- Born: William McKendree Snyder December 20, 1848 Liberty, Indiana
- Died: September 1930 (aged 81) Indiana
- Education: Hudson River School
- Known for: Painter;

= William McKendree Snyder =

American artist (1848–1930)

William McKendree Snyder (December 20, 1848 – September 30, 1930) was an American painter active in Indiana in the late 19th and early 20th centuries best known for detailed Indiana landscapes. He was one of the first artists to paint in Brown County, Indiana, making him a forerunner of the Brown County Art Colony.

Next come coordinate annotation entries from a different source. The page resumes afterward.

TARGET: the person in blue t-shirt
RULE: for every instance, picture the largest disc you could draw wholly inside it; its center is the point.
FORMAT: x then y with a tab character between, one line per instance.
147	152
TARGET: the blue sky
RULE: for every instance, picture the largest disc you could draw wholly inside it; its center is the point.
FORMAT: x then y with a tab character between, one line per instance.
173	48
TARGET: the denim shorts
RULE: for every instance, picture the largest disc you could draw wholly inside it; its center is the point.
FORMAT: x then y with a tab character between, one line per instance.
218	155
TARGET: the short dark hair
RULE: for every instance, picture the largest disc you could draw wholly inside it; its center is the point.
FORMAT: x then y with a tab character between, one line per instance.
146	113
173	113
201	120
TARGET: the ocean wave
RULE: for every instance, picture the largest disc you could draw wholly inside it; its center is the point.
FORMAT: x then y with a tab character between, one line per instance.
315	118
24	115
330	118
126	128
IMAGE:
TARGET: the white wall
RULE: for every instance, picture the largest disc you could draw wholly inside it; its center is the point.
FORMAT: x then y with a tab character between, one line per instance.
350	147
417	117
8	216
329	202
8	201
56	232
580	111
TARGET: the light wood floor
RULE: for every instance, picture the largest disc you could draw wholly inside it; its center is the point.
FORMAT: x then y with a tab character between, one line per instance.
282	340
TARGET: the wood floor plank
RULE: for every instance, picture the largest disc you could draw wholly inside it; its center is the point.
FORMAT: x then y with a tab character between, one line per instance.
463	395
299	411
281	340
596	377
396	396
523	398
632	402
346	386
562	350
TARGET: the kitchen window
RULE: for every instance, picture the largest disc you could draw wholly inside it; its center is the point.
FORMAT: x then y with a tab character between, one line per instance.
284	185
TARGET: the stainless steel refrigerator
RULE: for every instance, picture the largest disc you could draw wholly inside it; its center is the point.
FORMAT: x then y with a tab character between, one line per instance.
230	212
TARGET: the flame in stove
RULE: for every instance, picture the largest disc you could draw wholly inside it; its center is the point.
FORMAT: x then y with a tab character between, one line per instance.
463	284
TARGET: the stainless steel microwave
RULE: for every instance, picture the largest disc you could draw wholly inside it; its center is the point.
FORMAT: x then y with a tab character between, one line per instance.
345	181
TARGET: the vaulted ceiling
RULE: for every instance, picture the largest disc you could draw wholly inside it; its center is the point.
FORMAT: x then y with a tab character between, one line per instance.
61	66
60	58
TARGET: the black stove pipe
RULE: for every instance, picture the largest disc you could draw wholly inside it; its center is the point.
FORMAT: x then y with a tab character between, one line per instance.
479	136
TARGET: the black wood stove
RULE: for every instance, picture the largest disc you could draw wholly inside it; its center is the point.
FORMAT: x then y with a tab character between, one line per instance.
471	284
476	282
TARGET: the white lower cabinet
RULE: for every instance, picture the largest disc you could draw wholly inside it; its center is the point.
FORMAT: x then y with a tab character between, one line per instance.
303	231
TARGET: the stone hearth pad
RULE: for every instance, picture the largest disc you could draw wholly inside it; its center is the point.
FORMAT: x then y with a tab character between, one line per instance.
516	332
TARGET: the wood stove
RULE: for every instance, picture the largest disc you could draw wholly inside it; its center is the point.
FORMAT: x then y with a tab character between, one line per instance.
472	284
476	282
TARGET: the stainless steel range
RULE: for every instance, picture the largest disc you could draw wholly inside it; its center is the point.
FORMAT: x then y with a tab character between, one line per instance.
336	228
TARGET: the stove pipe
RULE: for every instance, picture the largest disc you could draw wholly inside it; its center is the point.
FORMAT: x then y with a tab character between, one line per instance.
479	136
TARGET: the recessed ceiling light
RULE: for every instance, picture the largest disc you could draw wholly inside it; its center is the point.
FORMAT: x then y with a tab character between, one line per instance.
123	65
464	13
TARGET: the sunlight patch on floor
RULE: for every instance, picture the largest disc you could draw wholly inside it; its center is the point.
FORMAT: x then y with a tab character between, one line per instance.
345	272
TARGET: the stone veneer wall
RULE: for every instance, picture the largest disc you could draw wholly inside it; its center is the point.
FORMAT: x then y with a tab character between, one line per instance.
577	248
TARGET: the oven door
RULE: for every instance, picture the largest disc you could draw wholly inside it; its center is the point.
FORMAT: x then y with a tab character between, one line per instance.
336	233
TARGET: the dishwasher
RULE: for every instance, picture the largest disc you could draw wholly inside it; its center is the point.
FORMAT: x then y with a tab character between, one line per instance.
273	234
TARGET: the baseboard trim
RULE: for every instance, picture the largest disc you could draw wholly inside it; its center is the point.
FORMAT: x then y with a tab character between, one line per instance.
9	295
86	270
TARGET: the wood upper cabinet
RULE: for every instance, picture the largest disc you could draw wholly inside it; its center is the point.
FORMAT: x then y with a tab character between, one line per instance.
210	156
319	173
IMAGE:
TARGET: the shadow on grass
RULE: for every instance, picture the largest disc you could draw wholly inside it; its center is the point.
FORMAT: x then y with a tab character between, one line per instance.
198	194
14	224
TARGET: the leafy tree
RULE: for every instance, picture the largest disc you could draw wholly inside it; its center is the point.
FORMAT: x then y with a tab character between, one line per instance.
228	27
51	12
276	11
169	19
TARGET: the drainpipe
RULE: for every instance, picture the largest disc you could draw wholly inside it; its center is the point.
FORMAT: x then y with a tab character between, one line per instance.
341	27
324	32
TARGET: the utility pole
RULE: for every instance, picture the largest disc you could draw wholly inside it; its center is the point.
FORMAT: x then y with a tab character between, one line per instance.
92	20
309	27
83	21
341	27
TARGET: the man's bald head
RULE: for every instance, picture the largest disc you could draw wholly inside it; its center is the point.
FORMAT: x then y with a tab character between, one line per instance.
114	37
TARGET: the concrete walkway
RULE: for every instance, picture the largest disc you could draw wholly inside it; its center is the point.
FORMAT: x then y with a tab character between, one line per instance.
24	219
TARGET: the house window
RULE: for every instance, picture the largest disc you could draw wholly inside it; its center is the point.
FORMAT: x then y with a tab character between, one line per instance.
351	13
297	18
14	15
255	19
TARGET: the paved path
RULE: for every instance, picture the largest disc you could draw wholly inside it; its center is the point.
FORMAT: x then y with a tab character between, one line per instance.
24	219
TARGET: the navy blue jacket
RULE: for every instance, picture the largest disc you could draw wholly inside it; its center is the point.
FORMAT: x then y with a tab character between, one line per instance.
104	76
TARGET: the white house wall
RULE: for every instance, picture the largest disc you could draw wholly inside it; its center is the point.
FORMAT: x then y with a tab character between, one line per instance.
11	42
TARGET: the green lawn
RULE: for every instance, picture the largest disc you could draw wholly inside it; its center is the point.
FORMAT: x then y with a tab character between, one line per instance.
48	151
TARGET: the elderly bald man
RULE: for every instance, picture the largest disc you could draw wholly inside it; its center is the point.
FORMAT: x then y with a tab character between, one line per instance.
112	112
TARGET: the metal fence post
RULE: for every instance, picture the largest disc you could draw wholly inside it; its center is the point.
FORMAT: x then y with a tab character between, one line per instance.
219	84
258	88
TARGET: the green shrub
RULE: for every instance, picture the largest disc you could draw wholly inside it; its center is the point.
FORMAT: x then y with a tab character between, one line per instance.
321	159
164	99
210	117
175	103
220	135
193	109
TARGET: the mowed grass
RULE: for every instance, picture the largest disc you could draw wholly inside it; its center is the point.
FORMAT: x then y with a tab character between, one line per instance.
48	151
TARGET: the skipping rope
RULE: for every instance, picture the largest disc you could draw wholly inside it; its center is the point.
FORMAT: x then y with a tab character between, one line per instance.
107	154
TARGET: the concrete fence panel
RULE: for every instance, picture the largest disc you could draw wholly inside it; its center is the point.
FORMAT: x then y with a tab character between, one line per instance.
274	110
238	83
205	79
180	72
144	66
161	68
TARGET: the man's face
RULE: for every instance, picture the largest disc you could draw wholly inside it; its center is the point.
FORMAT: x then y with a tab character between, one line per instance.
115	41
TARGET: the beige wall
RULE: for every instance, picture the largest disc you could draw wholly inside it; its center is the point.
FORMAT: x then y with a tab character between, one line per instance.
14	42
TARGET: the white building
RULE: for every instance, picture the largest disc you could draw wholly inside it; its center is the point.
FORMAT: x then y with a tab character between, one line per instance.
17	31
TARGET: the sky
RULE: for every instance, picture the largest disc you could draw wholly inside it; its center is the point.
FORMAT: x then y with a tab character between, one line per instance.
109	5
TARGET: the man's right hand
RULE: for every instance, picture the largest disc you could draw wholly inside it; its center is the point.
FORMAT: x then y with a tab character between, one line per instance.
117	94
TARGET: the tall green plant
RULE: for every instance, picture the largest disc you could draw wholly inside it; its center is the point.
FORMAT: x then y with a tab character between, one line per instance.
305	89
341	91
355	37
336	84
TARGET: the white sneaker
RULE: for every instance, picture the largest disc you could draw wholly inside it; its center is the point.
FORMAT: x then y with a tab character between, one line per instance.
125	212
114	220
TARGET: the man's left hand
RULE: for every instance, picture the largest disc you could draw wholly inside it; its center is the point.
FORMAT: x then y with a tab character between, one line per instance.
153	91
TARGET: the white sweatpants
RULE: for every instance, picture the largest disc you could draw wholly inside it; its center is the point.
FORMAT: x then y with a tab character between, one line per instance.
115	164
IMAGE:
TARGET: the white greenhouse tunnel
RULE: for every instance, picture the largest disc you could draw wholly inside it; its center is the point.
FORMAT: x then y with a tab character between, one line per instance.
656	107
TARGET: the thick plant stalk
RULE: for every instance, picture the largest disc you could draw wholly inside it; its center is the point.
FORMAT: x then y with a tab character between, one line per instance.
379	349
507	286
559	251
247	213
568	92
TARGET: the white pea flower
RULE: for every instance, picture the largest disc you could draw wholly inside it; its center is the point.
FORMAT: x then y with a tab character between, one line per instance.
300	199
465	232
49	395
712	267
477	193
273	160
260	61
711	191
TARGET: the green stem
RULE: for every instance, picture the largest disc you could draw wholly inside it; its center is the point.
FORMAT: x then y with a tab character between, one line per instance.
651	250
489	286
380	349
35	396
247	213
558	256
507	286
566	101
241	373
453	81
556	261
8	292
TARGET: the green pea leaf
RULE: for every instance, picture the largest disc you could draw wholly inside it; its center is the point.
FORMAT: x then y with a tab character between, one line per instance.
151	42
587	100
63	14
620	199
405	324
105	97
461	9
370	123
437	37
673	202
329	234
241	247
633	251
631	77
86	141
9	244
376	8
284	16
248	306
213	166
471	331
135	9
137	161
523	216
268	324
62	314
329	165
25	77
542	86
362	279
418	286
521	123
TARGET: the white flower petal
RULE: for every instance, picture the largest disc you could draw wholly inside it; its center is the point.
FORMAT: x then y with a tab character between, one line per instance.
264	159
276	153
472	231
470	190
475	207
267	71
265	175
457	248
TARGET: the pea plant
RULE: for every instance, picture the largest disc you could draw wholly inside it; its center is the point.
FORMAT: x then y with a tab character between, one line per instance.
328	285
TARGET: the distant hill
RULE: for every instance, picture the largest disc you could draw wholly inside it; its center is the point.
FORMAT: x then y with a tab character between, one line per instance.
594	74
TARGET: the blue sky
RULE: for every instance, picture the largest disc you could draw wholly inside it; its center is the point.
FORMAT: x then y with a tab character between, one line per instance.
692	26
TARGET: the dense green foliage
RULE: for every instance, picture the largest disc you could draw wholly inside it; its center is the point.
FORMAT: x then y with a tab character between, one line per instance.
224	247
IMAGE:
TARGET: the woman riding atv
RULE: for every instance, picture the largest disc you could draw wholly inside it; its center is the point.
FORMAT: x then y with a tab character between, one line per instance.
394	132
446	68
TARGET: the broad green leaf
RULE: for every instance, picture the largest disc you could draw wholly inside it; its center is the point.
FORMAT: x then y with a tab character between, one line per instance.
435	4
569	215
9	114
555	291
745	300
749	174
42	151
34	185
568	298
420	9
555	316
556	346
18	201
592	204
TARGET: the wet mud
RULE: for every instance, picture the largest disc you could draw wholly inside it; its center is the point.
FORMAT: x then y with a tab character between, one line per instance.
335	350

He was born in Liberty, Indiana, to a prominent Methodist minister, William W. Snyder. The family later moved to Madison, Indiana, and it was there that Snyder is best known for his landscape paintings of southern Indiana Beech trees, though he was also known to paint portraits, still lifes, and other subjects. heavily influenced by the Hudson River School, Snyder studied with some of America's most important artists of the day, including Albert Bierstadt, Charles Warren Eaton, William Morris Hunt, and George Inness. Snyder's work is highly sought after today and is held in numerous public and private collections, including the Indiana State Museum and Hanover College.

In 1861, both father and son joined the Union Army for the American Civil War, as a chaplain and a drummer boy, respectively. The teen was captured and imprisoned in the notorious Andersonville Prison.